Not only did he perform well in every sport he played, but his teammates gravitated towards him. That’s why it was a no-brainer for interim football coach Brock Linde to hire Berg as the new quarterbacks coach for the Golden Beavers.

“I know the kind of kid he is. I know his character. I know his integrity and his ethics and his sportsmanship,” said Linde, who coached Berg his senior year in football and legion baseball. “Just the person he is, he exemplifies our athletic department’s mission statement. Although he’s not a teacher, he’s going to be a great teacher for kids. He’s very technical and that’s something I’m looking for.

“As an athlete, he was always looking for ways to improve his technique. He worked very hard with the talents he had to make the most out of himself as an athlete. I know he’s going to be able to do that as a coach as well.”

After graduating from Beaver Dam in 2015, Berg has since graduated from UW-La Crosse and currently works as a credit analyst for Horicon Bank in Beaver Dam. When Berg moved back to Beaver Dam, he knew he wanted to give back to the community that gave so much to him over the years.

“I thought what better way than to coach a sport that I loved to play and try to groom younger kids and teach younger kids stuff that I learned, and just be a part of the community,” he said.

In his two seasons as Beaver Dam’s starting quarterback, Berg threw for 2,040 yards, 18 touchdowns and 17 interceptions. And he wasn’t afraid to run the ball either, totaling four touchdowns on the ground his senior season.

Having a former quarterback on the coaching staff was something Linde wanted.

“I’m looking for Matt, specifically, to help with the mechanical development of our quarterbacks, reading overages and to be able to contribute some of the knowledge he has of the game,” Linde said.

Berg will be working directly with returning starting quarterback, senior Carter Riesen, who completed 51.8% of his passes for 1,149 yards, 11 touchdowns and eight interceptions in eight games as a junior.

Berg said he’s seen a few of Riesen’s games on film from last year and came away impressed.

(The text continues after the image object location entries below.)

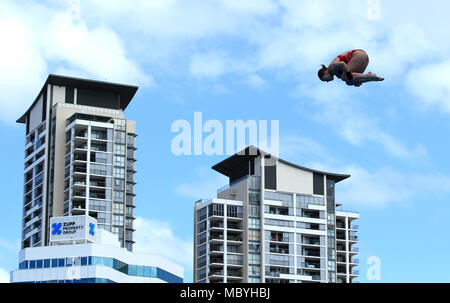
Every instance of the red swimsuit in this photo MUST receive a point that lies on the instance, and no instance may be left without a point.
(347, 56)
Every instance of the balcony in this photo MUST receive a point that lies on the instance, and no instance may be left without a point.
(216, 260)
(353, 238)
(216, 224)
(311, 253)
(233, 225)
(234, 238)
(217, 273)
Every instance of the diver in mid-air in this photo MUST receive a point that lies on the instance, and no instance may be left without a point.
(349, 67)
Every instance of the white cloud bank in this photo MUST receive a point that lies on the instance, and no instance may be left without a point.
(157, 237)
(39, 38)
(4, 276)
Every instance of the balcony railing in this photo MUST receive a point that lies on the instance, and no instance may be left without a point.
(223, 188)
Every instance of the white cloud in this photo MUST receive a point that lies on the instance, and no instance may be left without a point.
(345, 115)
(255, 81)
(4, 276)
(208, 65)
(431, 84)
(204, 186)
(41, 38)
(384, 186)
(305, 149)
(157, 237)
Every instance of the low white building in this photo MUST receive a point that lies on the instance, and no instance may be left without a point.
(96, 258)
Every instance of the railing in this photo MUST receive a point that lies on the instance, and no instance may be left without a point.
(339, 208)
(223, 188)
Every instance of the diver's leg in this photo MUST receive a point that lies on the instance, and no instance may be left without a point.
(359, 62)
(362, 78)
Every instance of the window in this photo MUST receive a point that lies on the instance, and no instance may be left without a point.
(119, 184)
(118, 220)
(119, 149)
(253, 210)
(119, 172)
(118, 196)
(119, 161)
(119, 137)
(61, 262)
(254, 235)
(253, 223)
(118, 208)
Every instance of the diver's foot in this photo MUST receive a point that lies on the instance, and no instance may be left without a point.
(376, 78)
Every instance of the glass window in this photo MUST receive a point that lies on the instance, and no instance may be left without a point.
(119, 149)
(147, 271)
(108, 262)
(119, 172)
(132, 270)
(61, 262)
(83, 261)
(140, 271)
(118, 220)
(119, 161)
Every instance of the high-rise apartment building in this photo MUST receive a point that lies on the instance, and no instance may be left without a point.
(274, 222)
(78, 201)
(79, 158)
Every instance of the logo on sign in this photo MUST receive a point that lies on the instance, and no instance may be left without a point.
(56, 228)
(91, 228)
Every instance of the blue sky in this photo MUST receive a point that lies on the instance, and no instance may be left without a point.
(254, 60)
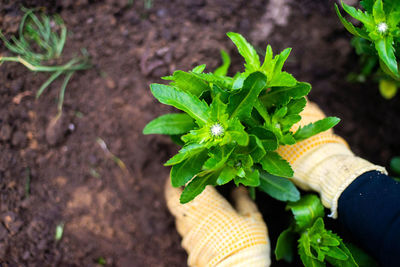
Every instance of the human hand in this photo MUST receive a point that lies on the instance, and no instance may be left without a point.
(215, 234)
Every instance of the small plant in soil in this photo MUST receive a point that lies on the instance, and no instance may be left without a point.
(230, 130)
(39, 47)
(377, 42)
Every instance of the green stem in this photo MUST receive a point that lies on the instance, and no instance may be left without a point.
(66, 67)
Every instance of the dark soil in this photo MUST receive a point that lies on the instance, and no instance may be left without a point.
(58, 174)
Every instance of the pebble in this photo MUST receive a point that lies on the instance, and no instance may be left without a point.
(5, 132)
(55, 131)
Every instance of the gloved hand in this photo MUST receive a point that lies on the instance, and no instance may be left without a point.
(324, 163)
(215, 234)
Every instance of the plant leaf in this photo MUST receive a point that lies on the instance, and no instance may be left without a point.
(196, 186)
(268, 138)
(183, 172)
(241, 104)
(285, 245)
(227, 174)
(282, 95)
(385, 50)
(170, 124)
(315, 128)
(377, 12)
(187, 151)
(395, 165)
(275, 165)
(277, 187)
(306, 211)
(188, 82)
(199, 69)
(365, 18)
(226, 62)
(188, 103)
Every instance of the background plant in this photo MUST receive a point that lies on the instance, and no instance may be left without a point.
(377, 42)
(229, 131)
(41, 40)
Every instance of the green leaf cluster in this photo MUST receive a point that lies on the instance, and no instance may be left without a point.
(41, 39)
(377, 41)
(316, 245)
(231, 126)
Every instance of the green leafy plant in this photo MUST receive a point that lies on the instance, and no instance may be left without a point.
(230, 130)
(231, 126)
(40, 42)
(315, 244)
(377, 42)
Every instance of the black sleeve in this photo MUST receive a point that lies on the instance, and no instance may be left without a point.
(370, 209)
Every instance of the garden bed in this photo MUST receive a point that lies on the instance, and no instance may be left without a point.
(60, 175)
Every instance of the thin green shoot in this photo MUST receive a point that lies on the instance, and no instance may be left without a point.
(40, 42)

“From talking with Brock, I understand Carter is a great kid,” Berg said. “He’s going to be a great leader for our football team. I’m super excited to work with him soon. Carter’s got a strong arm. He’s got a lot of talent and as the quarterbacks coach, that’s extremely exciting for me. Going in knowing you’ve got a guy that can make plays just with his talent.

“He’s going to be a great leader for us and I think he will lead us to many victories in the future.”

Berg will also get a chance to work with junior Ben Scharfenberg.

Berg said his coaching style could change depending on the player. If the player is a mobile quarterback, like he was in high school, then he will work on throwing on the run. Or if the player is more of a pocket passer, then he’ll work on techniques to help them succeed that way.

“We’re always going to try to develop many different skills with our players,” Berg said. “Obviously, quarterbacks are going to have to throw on the run at some point, or they’re going to have to take a hit when they’re throwing a quick slant up the middle, or something like that. We’re going to try to develop many different skills, but (being mobile) was one of the main skills that I had. I will not be afraid try to pass that down to the other quarterbacks.”

While his time as a coach for Beaver Dam is just getting started, Berg said there is one thing he wants to make clear.

“What I want to do for this is I want them to realize football is such a brotherhood,” he said. “I don’t know what the culture has been like since I left high school, but I do know when I was there, a big thing was we all liked each other. It was a brotherhood. If you can look at the guy next to you, regardless of skill, and say, ‘Yeah, I like this dude. I want to play with him and I want to win games with him.’

“I think it’s a big thing we’re going to install with our culture now, is can we go out and prove to ourselves that yes, we do have the talent, but also we like playing for each other and win games that way.”